When Frederick VI was 16 year old, he participated in a coup that ousted
Guldberg as secretary of the royal council and put an end to the power
of Dowager Queen Juliane Marie and Crown Prince Frederick. Following the
coup, he governed the country on behalf of his father, Christian
VII, who was mentally ill. The period of this administration lasting
until the end of the 1790s has been referred to as “the government of great
reforms in the spirit of enlightened autocracy”. The penal code was modified
and made more compassionate, a public health administration was established
and freedom of the press was restored. Cultural pursuits flourished in
this period with a flowering of literature and science. Frederick lent
his full support to the important land reforms that were implemented by
the brothers Reventlow, A.P. Bernstorff and C. Colbjørnsen, a Norwegian.

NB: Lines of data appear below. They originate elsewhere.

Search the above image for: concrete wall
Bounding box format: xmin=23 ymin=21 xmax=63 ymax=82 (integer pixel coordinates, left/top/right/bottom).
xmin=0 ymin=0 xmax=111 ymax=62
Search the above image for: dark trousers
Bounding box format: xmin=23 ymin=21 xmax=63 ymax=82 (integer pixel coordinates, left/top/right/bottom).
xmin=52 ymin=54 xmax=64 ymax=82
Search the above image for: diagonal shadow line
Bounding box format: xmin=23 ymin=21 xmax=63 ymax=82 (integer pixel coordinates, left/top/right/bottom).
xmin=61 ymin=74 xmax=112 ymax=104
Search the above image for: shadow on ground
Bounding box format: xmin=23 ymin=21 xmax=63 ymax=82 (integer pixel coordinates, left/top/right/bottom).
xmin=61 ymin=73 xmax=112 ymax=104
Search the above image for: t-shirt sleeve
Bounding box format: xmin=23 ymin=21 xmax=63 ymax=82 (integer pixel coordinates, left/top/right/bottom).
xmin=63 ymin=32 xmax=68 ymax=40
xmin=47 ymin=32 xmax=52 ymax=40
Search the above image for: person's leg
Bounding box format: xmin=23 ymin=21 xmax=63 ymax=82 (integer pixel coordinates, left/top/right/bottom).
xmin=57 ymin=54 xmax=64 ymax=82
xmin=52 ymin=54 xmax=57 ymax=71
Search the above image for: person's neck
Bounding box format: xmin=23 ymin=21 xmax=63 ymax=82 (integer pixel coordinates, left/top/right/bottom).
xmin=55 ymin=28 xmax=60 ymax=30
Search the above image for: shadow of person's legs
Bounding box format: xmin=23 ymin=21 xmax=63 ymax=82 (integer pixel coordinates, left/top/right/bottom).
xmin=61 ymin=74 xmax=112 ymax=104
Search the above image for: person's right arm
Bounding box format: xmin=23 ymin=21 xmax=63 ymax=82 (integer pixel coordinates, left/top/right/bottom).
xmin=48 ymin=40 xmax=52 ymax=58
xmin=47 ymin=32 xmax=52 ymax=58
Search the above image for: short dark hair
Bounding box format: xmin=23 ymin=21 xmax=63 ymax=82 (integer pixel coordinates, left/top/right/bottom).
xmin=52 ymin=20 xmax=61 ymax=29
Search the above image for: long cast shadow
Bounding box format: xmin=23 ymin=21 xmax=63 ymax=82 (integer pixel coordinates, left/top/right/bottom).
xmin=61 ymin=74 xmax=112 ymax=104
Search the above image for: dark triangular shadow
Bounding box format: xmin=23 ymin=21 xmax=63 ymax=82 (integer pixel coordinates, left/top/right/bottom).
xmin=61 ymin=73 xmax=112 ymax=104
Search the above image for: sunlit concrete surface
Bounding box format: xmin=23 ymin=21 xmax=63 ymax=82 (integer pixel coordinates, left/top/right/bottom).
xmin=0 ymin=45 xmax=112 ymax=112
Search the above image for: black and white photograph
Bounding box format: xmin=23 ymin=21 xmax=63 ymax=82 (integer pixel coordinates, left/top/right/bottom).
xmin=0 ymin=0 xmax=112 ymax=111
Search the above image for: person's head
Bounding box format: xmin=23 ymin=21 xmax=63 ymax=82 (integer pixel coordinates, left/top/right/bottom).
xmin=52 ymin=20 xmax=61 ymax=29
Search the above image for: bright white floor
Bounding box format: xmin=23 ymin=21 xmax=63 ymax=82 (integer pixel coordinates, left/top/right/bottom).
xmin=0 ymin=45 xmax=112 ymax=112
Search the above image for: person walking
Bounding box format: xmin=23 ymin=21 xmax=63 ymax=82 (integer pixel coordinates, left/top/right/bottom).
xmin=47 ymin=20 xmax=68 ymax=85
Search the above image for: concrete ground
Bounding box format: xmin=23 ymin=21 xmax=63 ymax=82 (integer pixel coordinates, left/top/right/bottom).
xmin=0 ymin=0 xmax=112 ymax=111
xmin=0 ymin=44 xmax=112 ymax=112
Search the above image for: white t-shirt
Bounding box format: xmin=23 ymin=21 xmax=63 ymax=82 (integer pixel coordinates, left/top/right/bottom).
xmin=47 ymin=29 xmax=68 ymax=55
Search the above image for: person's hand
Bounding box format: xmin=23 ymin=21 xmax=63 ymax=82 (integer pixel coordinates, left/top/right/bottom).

After Bernstorff died in 1797, Frederick took over the responsibility
for foreign policy. In 1800 he signed a neutrality pact with Sweden and
Russia, but was compelled to renege on the treaty when defeated by a British
fleet in the Battle of the Roadstead at Copenhagen in 1801. The British
bombardment of Copenhagen in 1807 forced Frederick to surrender the Danish-Norwegian
Embittered, Frederick allied himself with Napoleon. This alliance (1807-1814)
resulted in the loss of Norway to Sweden in the Treaty of Kiel.
In 1814, Frederick abandoned his strict autocracy and reinstated the
ministers and cabinet ministers in the positions they had previously held.
He remained king of Denmark until his death in 1839.